Bize kurada Ada ve Elif cıkmıstı, ben Anneyiz.biz'den sipariş verdim diye rahat rahat dolanırken, Bursa'da iş seyahatinde iken, telle aradılar, ve stokta bir hatadan dolayı siparişimi iptal etmek zorunda kaldıklarını söylediler :( . Durum böyle olunca ben hediyemizi ancak 23 Nisan'da aldıgımdan ellerine geçmesi ancak pztyi buldu :(. Ama neyse ki Ada, oyuncağını beğenmiş :)

Bize de hediyemiz, organizasyonun fikir annesi ve organizatörü Seher ve İrem'den geldi :)Playdooh'un Palcayo seti, hamurlarıyla birlikte, çok güzel, çok renkli, çok eğlenceli :)

İlk günkü oyunda Doruk bana inat hamurları yemeye kalkınca, kaldırmak zorunda kalmıştım. Dün bana inat yeme olayına 10-15 dk oynadıktan sonra başladı, tabii yine kalktı. Ama ilk 10-15 dk gayet iyi eğlendi, en çok saçlarını taramayı ve dil cıkartmayı seviyor. Henüz diğer aparatlara gücü yetmiyor :)
Bu arada neden benimle inatlaşıyor, trouble 2 dedikleri bu mu, işte onu anlayamadım ...

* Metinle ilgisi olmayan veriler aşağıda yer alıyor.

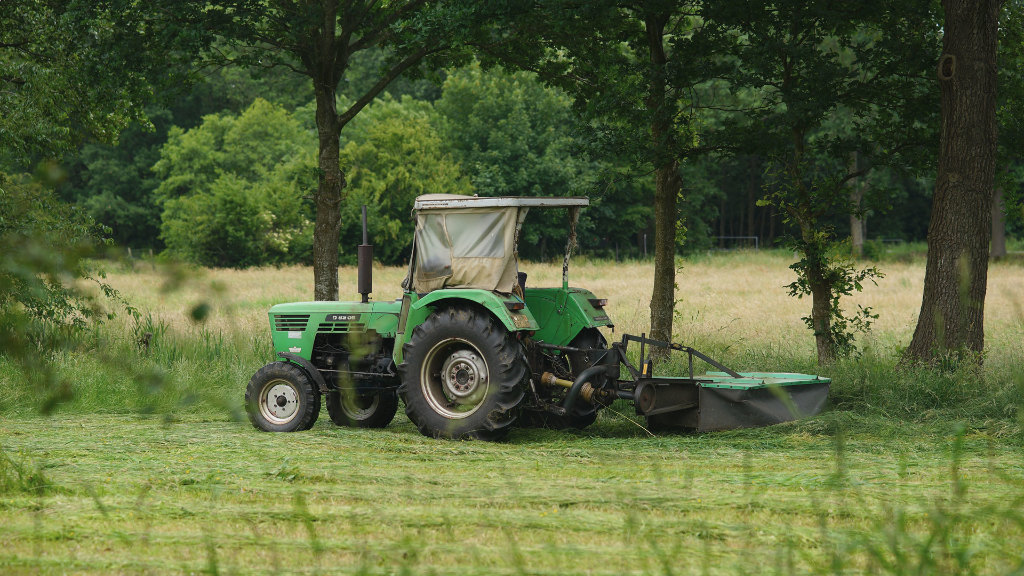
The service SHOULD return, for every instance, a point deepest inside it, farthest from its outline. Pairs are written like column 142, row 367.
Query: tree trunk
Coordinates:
column 821, row 317
column 663, row 300
column 998, row 225
column 955, row 278
column 752, row 195
column 328, row 197
column 856, row 223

Seher'cim tekrar tesekkur ediyorum, sana ve nezdinde İrem'cigime

28 Nisan 2009 Salı

Haftasonundan...


Uzun bir zamandan sonra ilk defa Gymboree'ye gittik. Gerek hastalıklar, gerek oyun grubu bulusmalarindan dolayi gidememistik epeydir. Doruk bu sefer daha iyiydi, kalabaliktan cok rahatsiz olmadi. Sadece birkac defa muzigin kapatilmasini istedi, ama mumkun olmadigini soyledim. Bu haftanin temasi, posta idi, mektuplari postaya verdiler, sonra posta arabasiyla goturduler. Butun cocuklar posta arabasini tasimaya yardimci olurken, Doruk kendini tasitmayi uygun gordu...


Ara sıra kafası geldi aklına, arkadaslarina kafasini vurdugunu anlatti, gostere gostere.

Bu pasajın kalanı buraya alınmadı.